Your CFO needs to account for $2M annual storage spend, and sign off on “more storage”
IT pulls capacity reports. Finance pulls old invoices, exports billing CSVs. Weeks of data collection, pivot tables and much pain later you have a $/TB for your data estate.
By the time the data is collated your picture is out of date. The problem has moved on. You pull the trigger on another infrastructure spend anyway.
Four Types of Storage
We consume storage in four categories, each with different economics. But here’s the problem: there’s no common language between them.
- Filesystem – NAS and storage appliances for active data. Capital Expenditure. Vendor-specific dashboards.
- Platforms – Dropbox, Box, OneDrive. SaaS subscription spend per user.
- Object – Public cloud ($5-$25/TB) or private (depreciating asset on your balance sheet).

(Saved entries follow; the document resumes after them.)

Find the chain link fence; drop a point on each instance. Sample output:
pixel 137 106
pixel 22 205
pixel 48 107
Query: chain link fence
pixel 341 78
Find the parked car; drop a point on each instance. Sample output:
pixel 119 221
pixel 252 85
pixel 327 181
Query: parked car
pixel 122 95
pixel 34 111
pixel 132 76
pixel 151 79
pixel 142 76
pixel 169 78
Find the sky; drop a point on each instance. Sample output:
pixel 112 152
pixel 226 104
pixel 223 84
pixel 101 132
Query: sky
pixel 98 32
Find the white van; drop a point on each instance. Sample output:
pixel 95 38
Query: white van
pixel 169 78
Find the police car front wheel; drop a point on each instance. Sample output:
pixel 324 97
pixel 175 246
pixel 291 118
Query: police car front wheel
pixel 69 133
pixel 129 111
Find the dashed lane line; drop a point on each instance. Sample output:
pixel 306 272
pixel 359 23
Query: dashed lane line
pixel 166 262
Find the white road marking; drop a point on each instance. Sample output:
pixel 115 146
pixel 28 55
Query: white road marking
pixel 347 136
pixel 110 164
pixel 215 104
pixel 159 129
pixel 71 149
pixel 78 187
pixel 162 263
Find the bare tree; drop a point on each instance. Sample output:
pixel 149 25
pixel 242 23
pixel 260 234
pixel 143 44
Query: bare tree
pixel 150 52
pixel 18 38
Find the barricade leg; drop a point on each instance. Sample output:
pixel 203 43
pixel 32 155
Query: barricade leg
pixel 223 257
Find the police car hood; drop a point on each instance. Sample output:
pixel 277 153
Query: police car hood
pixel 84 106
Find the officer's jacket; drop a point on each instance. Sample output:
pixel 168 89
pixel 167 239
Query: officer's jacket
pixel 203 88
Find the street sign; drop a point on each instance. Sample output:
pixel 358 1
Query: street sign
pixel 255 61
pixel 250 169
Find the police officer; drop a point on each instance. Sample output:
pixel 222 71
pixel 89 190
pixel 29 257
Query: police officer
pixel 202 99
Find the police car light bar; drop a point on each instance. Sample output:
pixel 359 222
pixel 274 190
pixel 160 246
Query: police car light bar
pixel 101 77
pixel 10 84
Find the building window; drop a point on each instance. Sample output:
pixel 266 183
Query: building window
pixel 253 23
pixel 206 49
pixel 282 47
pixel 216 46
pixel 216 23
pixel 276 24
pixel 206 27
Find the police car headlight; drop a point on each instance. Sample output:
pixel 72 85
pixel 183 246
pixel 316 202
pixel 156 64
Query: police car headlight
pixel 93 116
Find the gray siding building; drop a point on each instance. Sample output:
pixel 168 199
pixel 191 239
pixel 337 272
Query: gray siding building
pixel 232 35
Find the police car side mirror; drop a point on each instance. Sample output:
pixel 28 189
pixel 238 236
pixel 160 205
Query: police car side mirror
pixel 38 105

Different billing, same invisibility.
- Archive – Long-term retention. Cheap per TB, expensive to ignore, invisible until you need it.
The underlying technology or vendor doesn’t matter. There are four types.
Four commercial models. Impossible to see the true cost of data all at once
Building a picture is hard. Keeping it up to date is harder. Justifying the cost of your data at short notice is hardest.
Winning isn’t buying more, better or faster storage. It’s seeing the cost of data on the same scale.
Put the data about your data in one dashboard and waste becomes obvious.
What percentage of your storage spend is in the wrong place? Imagine utility bills arriving in different units, different schedules, for different departments. You’re spending money. You just don’t know where.